The american Teaculture
American restaurants and workplaces typically offer machine-made drip brew coffee by default, while hot tea brewed by the cup with tea bags, an American invention, is available by request. Tea has played an important role in the United States, as families tend to gather around the kitchen and tea is often served here. Although many may equate tea to grandmothers, tea drinking is popular with all ages. Tea parties can be celebrated for many occasions, from the very small and intimate to the large family gatherings and celebrations. Tea can be served at dawn, early morning, midday, or whenever tea is desired. In the U.S. south, pre-brewed, chilled, and sweetened tea, a regional favorite called sweet tea, may be served at all meals and throughout the day as an alternate to other beverages.
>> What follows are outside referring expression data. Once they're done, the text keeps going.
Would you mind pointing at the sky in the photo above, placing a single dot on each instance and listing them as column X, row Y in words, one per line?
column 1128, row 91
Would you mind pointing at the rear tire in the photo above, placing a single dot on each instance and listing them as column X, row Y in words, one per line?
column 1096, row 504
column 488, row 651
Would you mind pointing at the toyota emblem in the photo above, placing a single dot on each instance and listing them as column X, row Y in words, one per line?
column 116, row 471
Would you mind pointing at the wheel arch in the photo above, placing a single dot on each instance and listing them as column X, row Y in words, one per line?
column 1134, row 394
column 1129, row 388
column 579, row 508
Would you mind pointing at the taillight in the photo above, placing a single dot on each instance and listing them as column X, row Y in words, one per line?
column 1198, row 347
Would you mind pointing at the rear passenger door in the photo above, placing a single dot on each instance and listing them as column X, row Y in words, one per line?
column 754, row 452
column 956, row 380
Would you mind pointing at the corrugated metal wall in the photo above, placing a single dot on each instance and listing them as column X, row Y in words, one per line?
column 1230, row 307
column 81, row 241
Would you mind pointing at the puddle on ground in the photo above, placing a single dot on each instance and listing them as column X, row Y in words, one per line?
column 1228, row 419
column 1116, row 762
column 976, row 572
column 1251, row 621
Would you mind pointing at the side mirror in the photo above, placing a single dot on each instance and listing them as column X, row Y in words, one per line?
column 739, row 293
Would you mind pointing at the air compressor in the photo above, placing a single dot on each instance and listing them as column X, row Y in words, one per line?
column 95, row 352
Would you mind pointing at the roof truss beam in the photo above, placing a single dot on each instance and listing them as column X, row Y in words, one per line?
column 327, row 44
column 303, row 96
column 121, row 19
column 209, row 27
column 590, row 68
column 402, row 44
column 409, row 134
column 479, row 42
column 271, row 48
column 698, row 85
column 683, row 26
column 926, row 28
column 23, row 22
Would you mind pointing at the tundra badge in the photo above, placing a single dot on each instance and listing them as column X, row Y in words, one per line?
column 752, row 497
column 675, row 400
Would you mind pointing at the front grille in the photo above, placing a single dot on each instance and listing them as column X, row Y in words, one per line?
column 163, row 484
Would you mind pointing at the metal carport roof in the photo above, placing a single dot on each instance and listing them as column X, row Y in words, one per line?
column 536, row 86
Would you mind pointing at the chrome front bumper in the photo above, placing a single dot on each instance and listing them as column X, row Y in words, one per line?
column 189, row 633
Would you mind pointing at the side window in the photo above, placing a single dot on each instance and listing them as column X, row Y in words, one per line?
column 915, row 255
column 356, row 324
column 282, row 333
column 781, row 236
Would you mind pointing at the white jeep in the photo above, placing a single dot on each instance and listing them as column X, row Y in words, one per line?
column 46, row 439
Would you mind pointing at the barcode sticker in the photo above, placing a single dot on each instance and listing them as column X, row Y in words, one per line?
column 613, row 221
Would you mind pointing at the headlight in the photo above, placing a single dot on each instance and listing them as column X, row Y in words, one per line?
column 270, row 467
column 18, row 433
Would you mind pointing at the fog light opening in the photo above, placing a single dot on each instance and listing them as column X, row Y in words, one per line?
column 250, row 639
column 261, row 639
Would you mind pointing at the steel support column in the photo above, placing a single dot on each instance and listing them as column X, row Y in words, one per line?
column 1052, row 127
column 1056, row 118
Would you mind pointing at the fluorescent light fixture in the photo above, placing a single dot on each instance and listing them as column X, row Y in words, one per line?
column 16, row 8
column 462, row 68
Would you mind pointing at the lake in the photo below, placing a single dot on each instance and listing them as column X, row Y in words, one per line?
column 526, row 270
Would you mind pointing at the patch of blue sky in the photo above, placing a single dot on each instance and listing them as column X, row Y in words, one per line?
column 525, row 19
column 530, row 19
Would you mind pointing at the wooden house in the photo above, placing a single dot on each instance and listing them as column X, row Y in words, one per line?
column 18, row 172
In the United States, about 85% of the tea consumed is served cold, or iced. Iced tea is more frequently consumed during periods of hot weather or in lower latitudes, and hot tea is likewise more common in colder weather. Any confusion when one is visiting different parts of the country can easily be solved by explicitly asking for either "hot tea" or "iced tea." Afternoon tea, as a meal, is rarely served in the U.S. except in ritualized special occasions such as the tea party or an afternoon out at a high-end hotel or restaurant, which may also offer cream tea on their menu.
The American Tea culture is a part of the history of the United States, as this beverage appeals to all classes and has adapted to the customs of the United States of America. In the Dutch colony of New Amsterdam, now known as New York, tea was served with the best silver strainers, the finest porcelain cups and pots, and wooden tea caddies. Tea became a very popular drink in the colonies, and tea ceremonies were common among all classes. In Salem, MA, tea leaves were boiled to create a bitter brew, then served as a vegetable side dish with butter. By the time of the American Revolution, tea was drunk everywhere from the backwoods to the cities.
However, tea and tea taxes became a bone of contention between the American Colonies and Great Britain. This led to the 1773 Boston Tea Party, a precipitating event of the Revolution, when angry Colonists destroyed the tea cargo of three British ships by dumping them into Boston Harbor. As a consequence, tea drinking became unpatriotic. Boycotts of tea led to an increase in consumption of other beverages, such as coffee or herbal teas infused with peppermint, sage or dandelions.
To this day, coffee remains more popular than tea in the United States; however the U.S. still consumed 7.8 gallons of tea per capita annually. While coffee is by far more popular, hot brewed black tea is enjoyed both with meals and as a refreshment by much of the population. Similarly, iced tea is consumed throughout. In the Southeastern states sweet tea, sweetened with large amounts of sugar or an artificial sweetener and chilled, is the fashion. Outside the Southeast, sweet tea is sometimes found, but primarily because of cultural migration and commercialization.
The American specialty tea market has quadrupled in the years from 1993–2008, now being worth $6.8 billion a year. Similar to the trend of better coffee and better wines, this tremendous increase was partly due to consumers who choose to trade up. Specialty tea houses and retailers also started to pop up during this period.